- Date: December 31, 1949
- Season: 1949
- Stadium: Ratcliffe Stadium
- Location: Fresno, California
- Referee: C. Martin Welch
- Attendance: 10,000

= 1949 Raisin Bowl (December) =

The 1949 Raisin Bowl (December) was an American college football bowl game played on December 31, 1949 at Ratcliffe Stadium in Fresno, California. The game pitted the San Jose State Spartans and the Texas Tech Red Raiders. This was the fifth and final Raisin Bowl played.

==Background==
San Jose State won eight games in the regular season, though they were invited to their second bowl game in four seasons.
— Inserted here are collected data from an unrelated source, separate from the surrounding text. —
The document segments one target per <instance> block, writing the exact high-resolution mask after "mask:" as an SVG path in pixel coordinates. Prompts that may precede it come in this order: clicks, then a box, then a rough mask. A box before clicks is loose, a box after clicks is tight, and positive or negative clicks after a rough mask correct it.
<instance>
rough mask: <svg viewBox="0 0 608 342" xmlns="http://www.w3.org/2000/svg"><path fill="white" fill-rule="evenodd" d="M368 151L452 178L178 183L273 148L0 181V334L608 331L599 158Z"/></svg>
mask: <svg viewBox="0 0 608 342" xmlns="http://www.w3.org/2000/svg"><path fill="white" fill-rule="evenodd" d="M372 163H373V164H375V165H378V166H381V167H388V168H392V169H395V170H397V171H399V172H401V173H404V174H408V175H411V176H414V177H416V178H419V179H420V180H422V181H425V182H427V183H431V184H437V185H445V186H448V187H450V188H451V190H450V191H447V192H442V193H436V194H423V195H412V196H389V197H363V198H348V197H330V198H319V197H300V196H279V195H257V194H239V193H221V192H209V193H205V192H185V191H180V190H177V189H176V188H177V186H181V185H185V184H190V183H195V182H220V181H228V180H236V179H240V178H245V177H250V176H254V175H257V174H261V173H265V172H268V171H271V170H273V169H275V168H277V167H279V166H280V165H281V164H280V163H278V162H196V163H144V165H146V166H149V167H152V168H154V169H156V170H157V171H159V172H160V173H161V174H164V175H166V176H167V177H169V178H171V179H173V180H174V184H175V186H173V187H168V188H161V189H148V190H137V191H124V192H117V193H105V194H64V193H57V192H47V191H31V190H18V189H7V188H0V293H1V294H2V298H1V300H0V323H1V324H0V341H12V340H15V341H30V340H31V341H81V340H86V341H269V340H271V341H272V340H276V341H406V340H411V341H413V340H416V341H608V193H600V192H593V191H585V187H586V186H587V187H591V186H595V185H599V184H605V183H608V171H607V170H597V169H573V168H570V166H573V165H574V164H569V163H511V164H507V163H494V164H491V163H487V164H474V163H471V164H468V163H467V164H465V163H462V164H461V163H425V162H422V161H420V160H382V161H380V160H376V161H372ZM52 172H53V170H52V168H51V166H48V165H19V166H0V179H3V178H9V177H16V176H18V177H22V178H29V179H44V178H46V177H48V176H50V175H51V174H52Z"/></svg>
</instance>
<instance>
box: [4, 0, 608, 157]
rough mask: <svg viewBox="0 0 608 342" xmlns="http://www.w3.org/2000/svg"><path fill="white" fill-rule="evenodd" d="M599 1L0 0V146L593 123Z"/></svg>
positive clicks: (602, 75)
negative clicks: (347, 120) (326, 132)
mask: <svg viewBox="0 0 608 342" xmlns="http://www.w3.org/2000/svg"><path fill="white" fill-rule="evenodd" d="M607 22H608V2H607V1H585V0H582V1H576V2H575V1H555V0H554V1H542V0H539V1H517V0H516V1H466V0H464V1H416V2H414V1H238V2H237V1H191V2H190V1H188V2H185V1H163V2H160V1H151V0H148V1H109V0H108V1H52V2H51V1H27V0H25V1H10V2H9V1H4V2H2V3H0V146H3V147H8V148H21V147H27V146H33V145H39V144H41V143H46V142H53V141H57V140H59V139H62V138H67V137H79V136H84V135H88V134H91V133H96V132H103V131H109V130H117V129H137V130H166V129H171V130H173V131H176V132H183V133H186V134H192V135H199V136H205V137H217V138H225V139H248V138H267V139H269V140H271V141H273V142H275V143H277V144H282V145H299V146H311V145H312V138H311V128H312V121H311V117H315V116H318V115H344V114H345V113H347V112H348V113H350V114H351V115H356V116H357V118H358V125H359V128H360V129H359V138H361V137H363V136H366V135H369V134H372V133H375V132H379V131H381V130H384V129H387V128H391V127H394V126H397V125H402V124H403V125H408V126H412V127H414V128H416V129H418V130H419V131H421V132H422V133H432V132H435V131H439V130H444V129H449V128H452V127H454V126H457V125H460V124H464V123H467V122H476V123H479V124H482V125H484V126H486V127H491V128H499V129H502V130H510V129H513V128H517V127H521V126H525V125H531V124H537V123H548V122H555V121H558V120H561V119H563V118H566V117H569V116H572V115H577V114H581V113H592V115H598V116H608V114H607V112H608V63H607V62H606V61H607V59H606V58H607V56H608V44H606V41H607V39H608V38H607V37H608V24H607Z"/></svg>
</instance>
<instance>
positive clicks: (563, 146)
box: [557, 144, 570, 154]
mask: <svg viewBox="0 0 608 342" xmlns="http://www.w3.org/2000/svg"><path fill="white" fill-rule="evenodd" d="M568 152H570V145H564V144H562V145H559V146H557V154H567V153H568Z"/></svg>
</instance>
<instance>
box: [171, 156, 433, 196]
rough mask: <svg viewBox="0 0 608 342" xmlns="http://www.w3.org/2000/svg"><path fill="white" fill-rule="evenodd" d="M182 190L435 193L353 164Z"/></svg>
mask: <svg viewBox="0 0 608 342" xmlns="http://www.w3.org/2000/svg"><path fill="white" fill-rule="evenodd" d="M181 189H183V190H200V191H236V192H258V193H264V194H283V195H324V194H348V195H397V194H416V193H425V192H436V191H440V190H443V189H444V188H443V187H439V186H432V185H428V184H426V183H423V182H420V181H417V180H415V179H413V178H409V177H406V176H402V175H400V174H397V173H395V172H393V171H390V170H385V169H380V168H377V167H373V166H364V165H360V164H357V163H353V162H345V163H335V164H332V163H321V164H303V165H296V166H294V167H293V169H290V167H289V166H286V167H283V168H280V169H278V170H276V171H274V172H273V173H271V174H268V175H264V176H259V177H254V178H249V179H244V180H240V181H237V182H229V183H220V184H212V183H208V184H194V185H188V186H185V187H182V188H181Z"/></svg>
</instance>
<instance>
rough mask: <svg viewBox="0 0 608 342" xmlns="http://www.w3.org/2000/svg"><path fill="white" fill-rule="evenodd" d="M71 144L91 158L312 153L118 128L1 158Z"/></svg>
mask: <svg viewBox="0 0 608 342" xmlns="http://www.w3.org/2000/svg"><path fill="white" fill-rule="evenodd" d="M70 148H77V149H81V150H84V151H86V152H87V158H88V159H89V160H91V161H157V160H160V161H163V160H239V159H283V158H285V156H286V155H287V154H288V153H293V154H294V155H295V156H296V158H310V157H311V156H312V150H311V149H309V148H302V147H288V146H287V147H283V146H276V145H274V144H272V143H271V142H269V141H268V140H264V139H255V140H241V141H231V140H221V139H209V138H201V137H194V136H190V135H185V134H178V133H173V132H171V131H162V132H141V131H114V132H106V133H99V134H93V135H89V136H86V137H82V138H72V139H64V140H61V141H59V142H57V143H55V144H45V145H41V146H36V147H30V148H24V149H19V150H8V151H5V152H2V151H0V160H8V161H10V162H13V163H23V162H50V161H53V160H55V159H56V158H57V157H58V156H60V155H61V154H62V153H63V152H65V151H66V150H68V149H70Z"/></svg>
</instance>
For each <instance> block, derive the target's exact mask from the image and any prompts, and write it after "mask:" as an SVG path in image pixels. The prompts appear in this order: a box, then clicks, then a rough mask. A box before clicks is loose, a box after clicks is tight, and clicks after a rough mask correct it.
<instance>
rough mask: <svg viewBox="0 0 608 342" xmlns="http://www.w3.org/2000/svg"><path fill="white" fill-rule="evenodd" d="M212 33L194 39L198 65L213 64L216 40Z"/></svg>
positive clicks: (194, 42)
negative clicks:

Texas Tech finished as champion of the Border Intercollegiate Athletic Association for the third straight year and fourth in seven years (with no champion awarded from 1943–45). This was their fifth bowl game in 11 years.

==Game summary==
- Texas Tech - Hatch 1 yard run
- San Jose State - Wilson 30 yard pass from Menges
- San Jose State - Donaldson 11 yard run
- San Jose State - Donaldson 5 yard run
- Texas Tech - Stuver 76 yard run
In a game that started and ended with fog, San Jose State pulled through with quick scoring to win their second ever bowl game.

| Statistics | Texas Tech | San Jose State |
|---|---|---|
| First downs | 13 | 13 |
| Rushing yards | 254 | 170 |
| Passing yards | 88 | 131 |
| Total offense | 342 | 301 |
| Passing | 4–12–3 | 9–16–1 |
| Fumbles–lost | 3–2 | 3–1 |
| Penalties–yards | 1–5 | 5–27 |
| Return yards | 99 | 131 |
| Punts–average | 4–39.7 | 5–33.8 |

==Aftermath==
With the win, San Jose State had won nine games for the fourth straight season. They did not win 9 games again until 1975. Incidentally, they did not reach a bowl game until the Pasadena Bowl in 1971 and a major bowl game until 1981. Texas Tech returned to a bowl game in 1952, which they won for their first ever win in school history.